Quando veio a Lisboa, filmar A Religiosa Portuguesa, em Outubro de 2008, marcámos um encontro para nos conhecermos (“eu sou morena e tenho o cabelo um pouco comprido, abaixo dos ombros”, explicou). Não foi difícil descobri-la. Aguardava-me encostada ao balcão e tinha um je ne sais quoi que tornava impossível não reparar nela. Falámos de Lisboa e de Paris, de cinema e da mala que ambas adoramos e que, por coincidência, leváramos iguais naquele dia. Leonor Baldaque é uma das musas do cineasta Manoel de Oliveira. Tal como as mulheres anteriores fazia coisas extraordinárias.

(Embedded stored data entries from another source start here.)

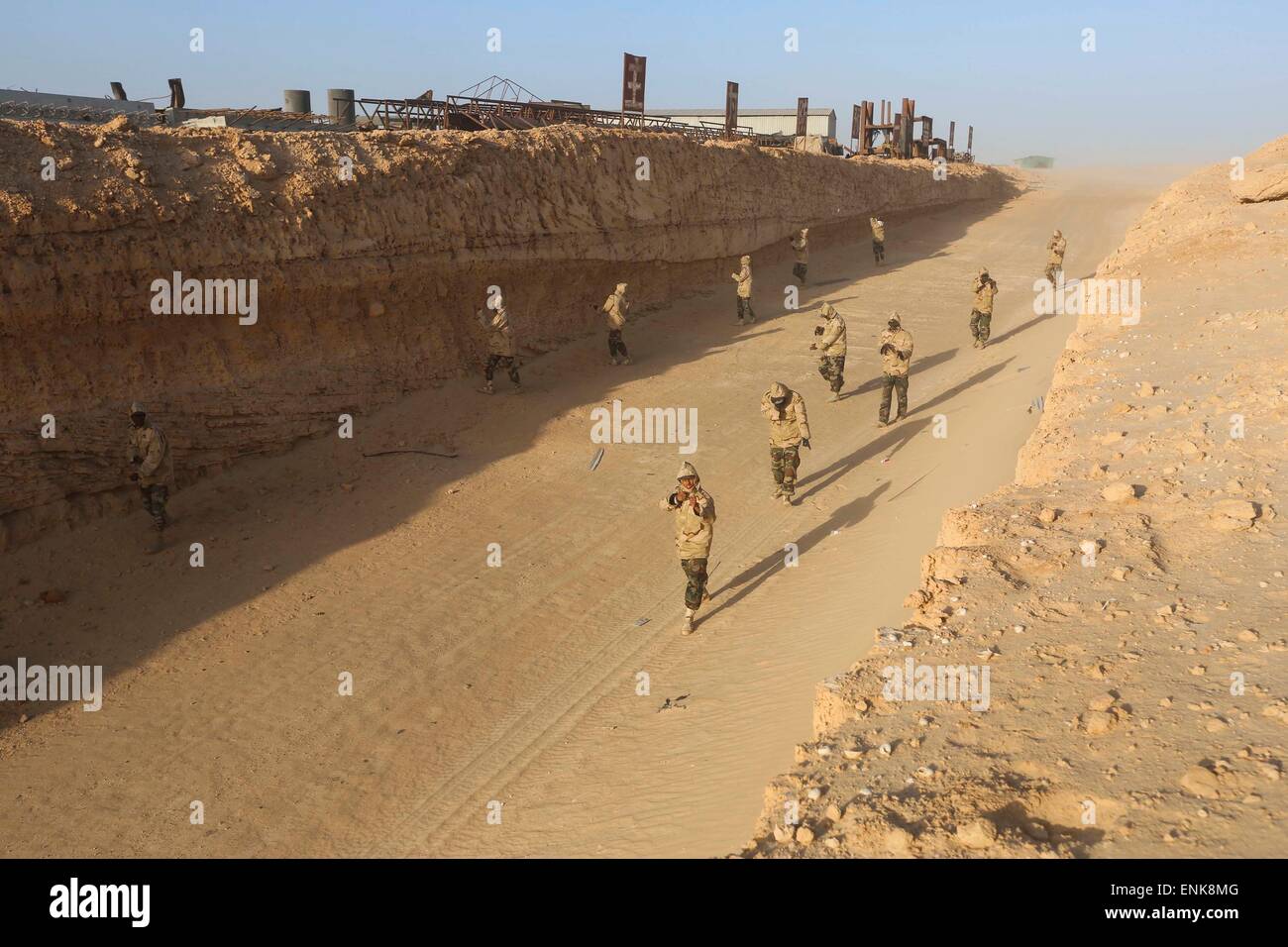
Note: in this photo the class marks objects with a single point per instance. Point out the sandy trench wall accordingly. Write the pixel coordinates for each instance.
(366, 287)
(1168, 608)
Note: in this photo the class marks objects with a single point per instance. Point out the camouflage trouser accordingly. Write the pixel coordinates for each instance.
(832, 368)
(784, 462)
(697, 573)
(979, 324)
(154, 504)
(494, 361)
(894, 382)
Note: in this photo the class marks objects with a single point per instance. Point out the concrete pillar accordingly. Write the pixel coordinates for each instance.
(296, 101)
(340, 106)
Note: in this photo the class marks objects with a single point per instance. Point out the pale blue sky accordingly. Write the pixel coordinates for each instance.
(1179, 81)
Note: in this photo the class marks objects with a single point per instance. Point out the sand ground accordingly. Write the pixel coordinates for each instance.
(519, 684)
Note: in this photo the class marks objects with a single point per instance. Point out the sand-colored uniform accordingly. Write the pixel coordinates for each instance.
(982, 316)
(500, 344)
(150, 455)
(1055, 247)
(831, 348)
(800, 247)
(614, 312)
(743, 278)
(695, 531)
(896, 359)
(1055, 257)
(153, 450)
(787, 429)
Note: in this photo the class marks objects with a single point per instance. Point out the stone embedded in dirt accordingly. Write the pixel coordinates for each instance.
(1234, 514)
(1119, 492)
(1102, 702)
(1098, 723)
(1202, 783)
(977, 835)
(898, 840)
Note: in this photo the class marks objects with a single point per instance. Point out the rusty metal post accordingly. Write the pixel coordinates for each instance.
(632, 84)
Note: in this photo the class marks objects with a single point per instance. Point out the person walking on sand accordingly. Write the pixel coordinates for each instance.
(982, 316)
(1055, 257)
(789, 432)
(896, 360)
(743, 278)
(154, 470)
(800, 247)
(695, 522)
(500, 342)
(877, 239)
(831, 347)
(614, 309)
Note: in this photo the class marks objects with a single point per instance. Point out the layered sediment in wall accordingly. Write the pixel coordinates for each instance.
(1094, 664)
(369, 256)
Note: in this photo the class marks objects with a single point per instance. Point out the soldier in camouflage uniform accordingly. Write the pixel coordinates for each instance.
(154, 470)
(743, 278)
(695, 523)
(982, 316)
(789, 431)
(896, 359)
(500, 342)
(800, 245)
(877, 239)
(614, 309)
(1055, 257)
(831, 346)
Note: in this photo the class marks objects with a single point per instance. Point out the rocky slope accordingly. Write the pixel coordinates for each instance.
(1125, 596)
(366, 282)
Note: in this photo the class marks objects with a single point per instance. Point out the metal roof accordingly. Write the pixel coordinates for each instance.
(742, 112)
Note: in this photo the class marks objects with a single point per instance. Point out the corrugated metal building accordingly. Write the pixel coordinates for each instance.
(763, 121)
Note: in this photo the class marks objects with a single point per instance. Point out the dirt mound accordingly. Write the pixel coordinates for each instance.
(368, 257)
(1094, 661)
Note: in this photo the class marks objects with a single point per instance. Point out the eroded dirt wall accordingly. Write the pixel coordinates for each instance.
(366, 285)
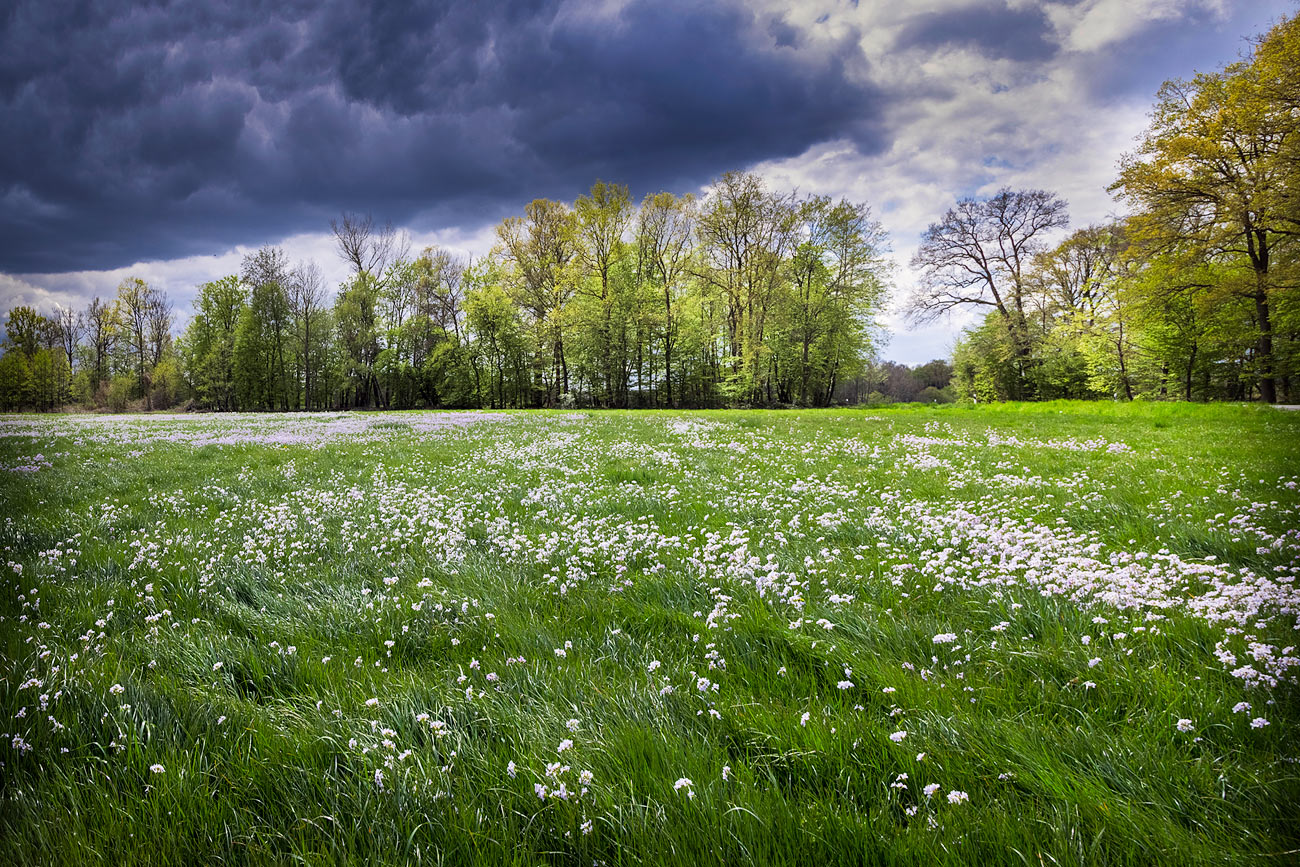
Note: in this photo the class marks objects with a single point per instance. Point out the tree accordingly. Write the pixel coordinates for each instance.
(746, 234)
(307, 307)
(664, 232)
(72, 326)
(27, 332)
(144, 323)
(209, 342)
(540, 250)
(979, 254)
(102, 329)
(1216, 170)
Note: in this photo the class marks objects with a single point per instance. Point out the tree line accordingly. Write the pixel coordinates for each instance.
(744, 298)
(750, 297)
(1192, 295)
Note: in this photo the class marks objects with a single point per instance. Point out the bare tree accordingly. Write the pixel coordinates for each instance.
(979, 254)
(306, 302)
(159, 312)
(102, 329)
(72, 326)
(664, 234)
(368, 248)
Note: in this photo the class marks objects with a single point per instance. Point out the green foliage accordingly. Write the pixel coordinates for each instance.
(202, 607)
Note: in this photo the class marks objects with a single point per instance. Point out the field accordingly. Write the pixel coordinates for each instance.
(1041, 634)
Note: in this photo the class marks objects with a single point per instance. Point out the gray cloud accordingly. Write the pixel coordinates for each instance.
(161, 130)
(995, 30)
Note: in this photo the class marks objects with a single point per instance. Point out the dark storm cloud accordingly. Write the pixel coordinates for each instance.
(993, 30)
(161, 130)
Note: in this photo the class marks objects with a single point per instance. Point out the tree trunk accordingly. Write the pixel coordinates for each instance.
(1264, 346)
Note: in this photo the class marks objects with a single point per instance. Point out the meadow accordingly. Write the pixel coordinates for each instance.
(1040, 634)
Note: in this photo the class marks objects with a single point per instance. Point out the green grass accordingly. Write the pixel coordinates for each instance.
(441, 569)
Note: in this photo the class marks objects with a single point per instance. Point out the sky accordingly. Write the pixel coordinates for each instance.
(167, 139)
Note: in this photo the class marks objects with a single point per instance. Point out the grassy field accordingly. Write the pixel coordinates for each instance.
(1041, 634)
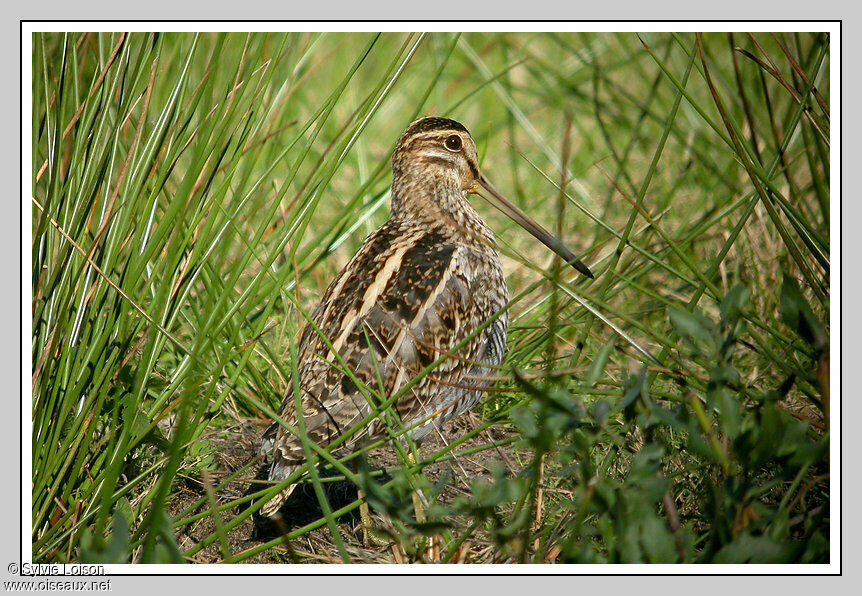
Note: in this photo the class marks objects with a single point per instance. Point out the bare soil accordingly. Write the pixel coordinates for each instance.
(236, 447)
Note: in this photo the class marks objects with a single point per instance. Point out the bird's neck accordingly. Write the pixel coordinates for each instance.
(439, 203)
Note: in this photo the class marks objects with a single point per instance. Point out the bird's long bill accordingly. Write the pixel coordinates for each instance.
(494, 197)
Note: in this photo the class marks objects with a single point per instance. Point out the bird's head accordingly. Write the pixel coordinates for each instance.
(437, 155)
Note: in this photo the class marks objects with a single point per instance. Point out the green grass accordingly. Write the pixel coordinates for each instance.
(193, 195)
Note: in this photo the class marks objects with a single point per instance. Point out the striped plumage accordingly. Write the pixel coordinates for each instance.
(421, 284)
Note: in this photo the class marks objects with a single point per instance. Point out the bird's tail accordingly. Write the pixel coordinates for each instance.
(272, 508)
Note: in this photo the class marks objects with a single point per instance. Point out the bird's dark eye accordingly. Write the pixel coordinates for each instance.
(453, 143)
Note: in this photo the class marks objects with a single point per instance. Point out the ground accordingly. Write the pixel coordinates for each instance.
(235, 447)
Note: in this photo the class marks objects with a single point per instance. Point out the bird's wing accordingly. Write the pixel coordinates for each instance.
(406, 298)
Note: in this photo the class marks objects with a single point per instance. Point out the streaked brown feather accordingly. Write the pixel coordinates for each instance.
(417, 288)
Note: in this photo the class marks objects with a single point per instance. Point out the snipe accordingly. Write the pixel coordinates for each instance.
(420, 285)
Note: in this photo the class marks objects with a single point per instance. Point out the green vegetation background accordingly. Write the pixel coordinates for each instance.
(193, 194)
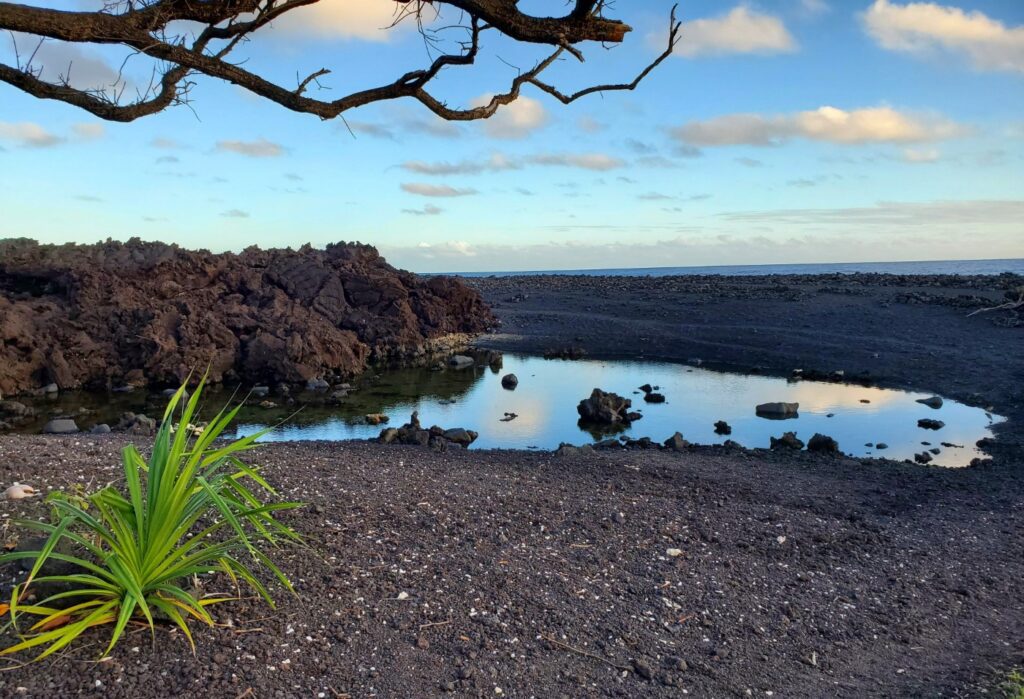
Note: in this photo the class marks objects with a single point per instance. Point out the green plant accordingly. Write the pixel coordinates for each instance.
(189, 510)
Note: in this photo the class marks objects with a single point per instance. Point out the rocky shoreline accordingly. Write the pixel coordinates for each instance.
(113, 315)
(718, 571)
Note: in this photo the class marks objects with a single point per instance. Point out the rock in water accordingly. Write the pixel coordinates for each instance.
(606, 408)
(461, 361)
(60, 426)
(777, 410)
(786, 441)
(676, 442)
(824, 443)
(256, 316)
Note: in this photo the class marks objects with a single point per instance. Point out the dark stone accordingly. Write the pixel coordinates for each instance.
(786, 441)
(824, 443)
(676, 442)
(60, 426)
(605, 408)
(777, 410)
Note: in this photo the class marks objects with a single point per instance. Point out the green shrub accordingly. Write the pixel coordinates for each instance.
(192, 509)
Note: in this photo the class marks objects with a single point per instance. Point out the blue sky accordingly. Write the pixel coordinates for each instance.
(781, 131)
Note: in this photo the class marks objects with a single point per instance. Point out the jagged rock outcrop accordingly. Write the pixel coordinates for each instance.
(146, 313)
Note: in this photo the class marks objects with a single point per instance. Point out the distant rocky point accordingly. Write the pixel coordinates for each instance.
(136, 313)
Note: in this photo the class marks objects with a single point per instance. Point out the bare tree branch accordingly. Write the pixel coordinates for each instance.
(142, 27)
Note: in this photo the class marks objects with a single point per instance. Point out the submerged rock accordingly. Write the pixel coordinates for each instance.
(822, 443)
(777, 410)
(787, 441)
(60, 426)
(461, 361)
(413, 433)
(605, 408)
(676, 442)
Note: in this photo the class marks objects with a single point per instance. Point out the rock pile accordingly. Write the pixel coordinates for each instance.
(135, 313)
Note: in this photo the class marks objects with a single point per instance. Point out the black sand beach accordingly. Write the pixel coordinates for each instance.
(713, 571)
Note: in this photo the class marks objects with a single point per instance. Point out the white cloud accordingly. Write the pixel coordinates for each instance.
(495, 163)
(869, 125)
(28, 134)
(740, 31)
(257, 148)
(429, 210)
(920, 155)
(424, 189)
(925, 27)
(515, 120)
(586, 161)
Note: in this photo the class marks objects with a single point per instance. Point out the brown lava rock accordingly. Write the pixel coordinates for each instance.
(114, 313)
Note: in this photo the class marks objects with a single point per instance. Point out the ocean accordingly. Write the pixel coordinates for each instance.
(1015, 266)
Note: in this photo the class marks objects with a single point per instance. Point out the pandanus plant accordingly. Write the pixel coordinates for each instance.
(193, 508)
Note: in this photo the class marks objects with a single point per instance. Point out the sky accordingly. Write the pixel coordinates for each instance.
(780, 131)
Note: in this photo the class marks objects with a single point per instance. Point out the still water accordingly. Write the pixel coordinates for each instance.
(549, 391)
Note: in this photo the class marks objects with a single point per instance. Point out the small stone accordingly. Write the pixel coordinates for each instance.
(643, 669)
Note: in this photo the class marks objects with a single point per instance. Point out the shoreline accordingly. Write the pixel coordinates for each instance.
(798, 574)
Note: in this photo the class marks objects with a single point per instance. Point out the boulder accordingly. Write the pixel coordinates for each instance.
(565, 449)
(777, 410)
(676, 442)
(461, 436)
(60, 426)
(823, 443)
(461, 361)
(605, 408)
(787, 441)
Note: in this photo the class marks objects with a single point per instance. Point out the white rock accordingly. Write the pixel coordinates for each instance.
(19, 491)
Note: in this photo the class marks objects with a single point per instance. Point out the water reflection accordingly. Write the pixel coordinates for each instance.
(548, 392)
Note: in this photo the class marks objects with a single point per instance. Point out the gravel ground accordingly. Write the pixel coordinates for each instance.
(510, 573)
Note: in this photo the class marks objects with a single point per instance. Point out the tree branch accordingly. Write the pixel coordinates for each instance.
(143, 27)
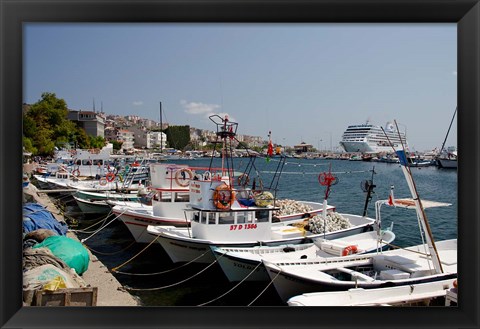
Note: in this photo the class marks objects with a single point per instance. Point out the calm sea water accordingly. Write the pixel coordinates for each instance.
(195, 285)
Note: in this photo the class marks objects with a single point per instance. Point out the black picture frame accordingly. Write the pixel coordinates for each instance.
(14, 13)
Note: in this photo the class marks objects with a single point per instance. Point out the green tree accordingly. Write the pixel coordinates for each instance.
(45, 126)
(178, 137)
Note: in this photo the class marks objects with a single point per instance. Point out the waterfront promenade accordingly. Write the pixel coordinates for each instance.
(110, 291)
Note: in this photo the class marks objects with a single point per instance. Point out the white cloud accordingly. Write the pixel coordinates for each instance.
(199, 108)
(206, 110)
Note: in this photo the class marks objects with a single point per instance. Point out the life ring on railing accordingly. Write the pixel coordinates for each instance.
(243, 180)
(223, 196)
(110, 176)
(349, 250)
(207, 175)
(181, 177)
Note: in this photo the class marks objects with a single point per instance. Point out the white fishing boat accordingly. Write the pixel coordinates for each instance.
(421, 293)
(245, 264)
(58, 179)
(170, 188)
(448, 159)
(130, 179)
(86, 162)
(219, 218)
(427, 262)
(368, 138)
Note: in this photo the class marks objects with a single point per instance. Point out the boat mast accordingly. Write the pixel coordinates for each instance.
(161, 127)
(419, 208)
(448, 131)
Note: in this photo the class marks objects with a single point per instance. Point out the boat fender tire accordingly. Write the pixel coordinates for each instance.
(181, 177)
(223, 197)
(110, 177)
(243, 180)
(349, 250)
(207, 175)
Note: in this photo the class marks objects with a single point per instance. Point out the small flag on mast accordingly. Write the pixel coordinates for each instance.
(270, 146)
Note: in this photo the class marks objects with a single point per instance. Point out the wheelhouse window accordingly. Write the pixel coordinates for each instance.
(262, 215)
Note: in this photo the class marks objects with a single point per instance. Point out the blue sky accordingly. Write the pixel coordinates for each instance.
(302, 82)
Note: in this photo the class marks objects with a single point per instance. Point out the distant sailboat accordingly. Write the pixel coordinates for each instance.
(448, 158)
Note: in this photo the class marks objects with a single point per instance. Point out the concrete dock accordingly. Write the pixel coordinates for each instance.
(110, 291)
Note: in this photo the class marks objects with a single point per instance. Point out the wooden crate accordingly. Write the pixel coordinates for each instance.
(67, 297)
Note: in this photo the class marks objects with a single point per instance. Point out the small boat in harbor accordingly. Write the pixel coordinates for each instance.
(219, 218)
(427, 262)
(448, 158)
(242, 264)
(98, 202)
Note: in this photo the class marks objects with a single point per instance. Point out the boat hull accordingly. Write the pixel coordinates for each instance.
(401, 295)
(288, 285)
(447, 163)
(394, 268)
(249, 266)
(138, 220)
(182, 248)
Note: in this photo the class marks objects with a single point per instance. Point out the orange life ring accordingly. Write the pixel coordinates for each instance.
(223, 196)
(180, 176)
(243, 180)
(110, 176)
(349, 250)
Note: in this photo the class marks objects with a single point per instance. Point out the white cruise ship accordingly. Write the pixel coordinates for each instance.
(368, 138)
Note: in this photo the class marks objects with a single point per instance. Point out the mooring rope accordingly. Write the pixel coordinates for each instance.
(85, 230)
(141, 251)
(110, 253)
(101, 228)
(268, 285)
(163, 272)
(174, 284)
(234, 287)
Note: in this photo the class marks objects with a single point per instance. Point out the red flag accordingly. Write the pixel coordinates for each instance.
(270, 148)
(390, 198)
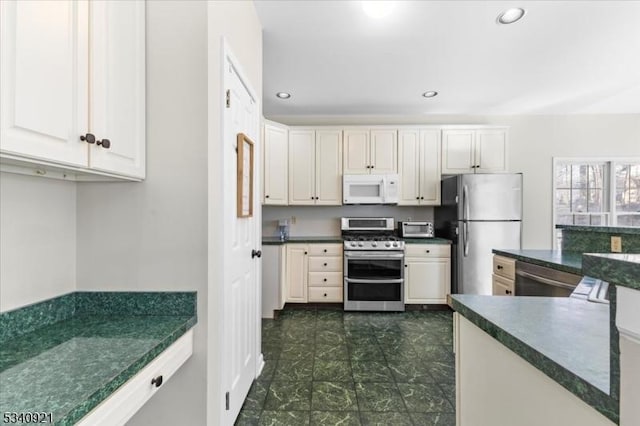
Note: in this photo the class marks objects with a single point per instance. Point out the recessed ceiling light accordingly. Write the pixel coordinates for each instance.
(510, 16)
(377, 9)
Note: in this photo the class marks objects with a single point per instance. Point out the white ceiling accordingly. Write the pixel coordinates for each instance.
(563, 57)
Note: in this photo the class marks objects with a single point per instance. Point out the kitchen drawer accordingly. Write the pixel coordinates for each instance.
(325, 249)
(503, 286)
(427, 250)
(118, 408)
(504, 267)
(325, 264)
(325, 294)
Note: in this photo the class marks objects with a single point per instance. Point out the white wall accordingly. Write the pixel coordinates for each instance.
(38, 239)
(238, 22)
(152, 235)
(533, 141)
(325, 220)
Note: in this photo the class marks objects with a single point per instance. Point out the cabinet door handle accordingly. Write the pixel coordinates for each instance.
(88, 138)
(157, 381)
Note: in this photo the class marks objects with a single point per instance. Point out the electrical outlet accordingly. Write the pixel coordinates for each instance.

Muitas vezes venho destes encontros a pensar: há pessoas tão interessantes, com tanto valor, cujas histórias deveriam ser contadas! Eu sentia que os seus feitos, pequenas vitórias à sua escala, mereciam ser partilhados com outros.

Neste blogue prosseguirei a tafera de contar histórias de vida protagonizadas por pessoas invulgares pela sua riqueza interior, notáveis pela sua determinação, inspiradoras pelas suas realizações. Procurarei dar voz a pessoas pouco conhecidas, mas que têm mérito. Aqui vai encontrar exemplos de pessoas que não são espectadoras da sua própria vida - tomam o rumo da sua vida nas suas mãos, não hesitam em  procurar um destino melhor, estabelecendo para si próprias objectivos e padrões de exigência elevados, que perseguem com determinação.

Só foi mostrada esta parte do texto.